83. [*** Ce paragraphe a été révisé pour retirer l’information préjudiciable ou privilégiée. ***] En 2018, le gouvernement a reconnu que des mesures additionnelles devaient être prises afin de renforcer l’électorat et l’infrastructure électorale du Canada, et d’atténuer plus intégralement les menaces de cyberactivités et d’autres activités Note de bas de page 236 . En janvier 2019, le gouvernement a annoncé le Plan pour protéger la démocratie canadienne, qui visait à agir sur les principales vulnérabilités relevées alors par le gouvernement, notamment comme suit :

  • officialiser les réponses du gouvernement à l’ingérence étrangère dans une campagne électorale et la façon d’en informer les Canadiens;
  • augmenter les programmes de littératie numérique pour mieux informer les Canadiens et les immuniser contre les campagnes de désinformation;
  • étendre les efforts de sensibilisation aux partis politiques et aux communautés d’expatriés afin de les aider à se protéger contre l’ingérence étrangère d’origine humaine et les cyberopérations;
  • mieux comprendre la propagation de la désinformation sur les plateformes numériques et cerner les principaux auteurs étrangers Note de bas de page 237 .

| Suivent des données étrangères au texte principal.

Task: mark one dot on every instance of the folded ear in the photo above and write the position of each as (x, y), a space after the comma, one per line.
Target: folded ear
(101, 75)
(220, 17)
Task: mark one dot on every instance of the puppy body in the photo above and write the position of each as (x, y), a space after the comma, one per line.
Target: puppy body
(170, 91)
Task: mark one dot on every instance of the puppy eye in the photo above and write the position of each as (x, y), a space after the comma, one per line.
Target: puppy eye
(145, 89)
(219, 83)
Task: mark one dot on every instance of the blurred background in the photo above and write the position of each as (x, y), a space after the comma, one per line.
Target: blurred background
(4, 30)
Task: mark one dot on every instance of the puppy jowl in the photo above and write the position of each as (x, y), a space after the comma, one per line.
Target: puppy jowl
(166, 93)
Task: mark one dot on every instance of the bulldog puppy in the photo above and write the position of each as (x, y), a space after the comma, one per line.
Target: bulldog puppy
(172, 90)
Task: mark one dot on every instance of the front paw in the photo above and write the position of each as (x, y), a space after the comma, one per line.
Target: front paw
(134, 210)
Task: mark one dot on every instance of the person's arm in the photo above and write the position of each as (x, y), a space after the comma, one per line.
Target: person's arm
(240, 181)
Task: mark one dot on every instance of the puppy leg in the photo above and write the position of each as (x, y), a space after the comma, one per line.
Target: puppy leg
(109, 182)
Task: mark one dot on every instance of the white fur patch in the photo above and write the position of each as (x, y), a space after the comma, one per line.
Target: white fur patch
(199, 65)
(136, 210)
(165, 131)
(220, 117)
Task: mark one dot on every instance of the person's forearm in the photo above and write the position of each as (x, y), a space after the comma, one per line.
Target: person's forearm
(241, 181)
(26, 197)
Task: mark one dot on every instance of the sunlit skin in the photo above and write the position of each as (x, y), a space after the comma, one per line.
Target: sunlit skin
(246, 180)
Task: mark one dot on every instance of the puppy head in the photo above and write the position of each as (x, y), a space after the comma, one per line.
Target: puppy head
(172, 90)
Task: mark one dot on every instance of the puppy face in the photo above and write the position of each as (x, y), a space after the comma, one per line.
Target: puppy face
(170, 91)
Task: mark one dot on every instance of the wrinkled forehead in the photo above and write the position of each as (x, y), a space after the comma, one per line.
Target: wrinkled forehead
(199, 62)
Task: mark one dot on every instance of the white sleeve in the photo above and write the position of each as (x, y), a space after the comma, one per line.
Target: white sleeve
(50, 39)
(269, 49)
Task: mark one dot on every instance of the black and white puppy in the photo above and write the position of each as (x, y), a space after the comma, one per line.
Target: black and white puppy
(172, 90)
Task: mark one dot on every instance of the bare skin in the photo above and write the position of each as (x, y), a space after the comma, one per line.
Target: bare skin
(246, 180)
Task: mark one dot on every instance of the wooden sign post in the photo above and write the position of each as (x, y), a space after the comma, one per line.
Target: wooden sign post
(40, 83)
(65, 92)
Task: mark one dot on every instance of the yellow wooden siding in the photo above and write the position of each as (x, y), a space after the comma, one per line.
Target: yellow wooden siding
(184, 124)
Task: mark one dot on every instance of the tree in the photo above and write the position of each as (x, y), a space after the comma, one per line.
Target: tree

84. Le Plan a mis en place ou officialisé plusieurs mécanismes et initiatives, tout particulièrement :

  • le Protocole public en cas d’incident électoral majeur, y compris le Groupe d’experts et le Groupe de travail sur les menaces en matière de sécurité et de renseignements visant les élections (MSRE);
  • l’Initiative de citoyenneté numérique de Patrimoine canadien;
  • l’engagement accru des organisations du renseignement auprès du public au sujet de la menace d’ingérence électorale;
  • la directive à la Gendarmerie royale du Canada (GRC) de former une équipe spéciale d’enquête sur les activités d’ingérence étrangère;
  • la création de l’Unité de protection de la démocratie au Bureau du Conseil privé (BCP);
  • une directive voulant que le Service canadien du renseignement de sécurité (SCRS), le Centre de la sécurité des télécommunications (CST) et la GRC offrent une séance d’information classifiée sur la menace aux chefs des principaux partis politiques Note de bas de page 238 .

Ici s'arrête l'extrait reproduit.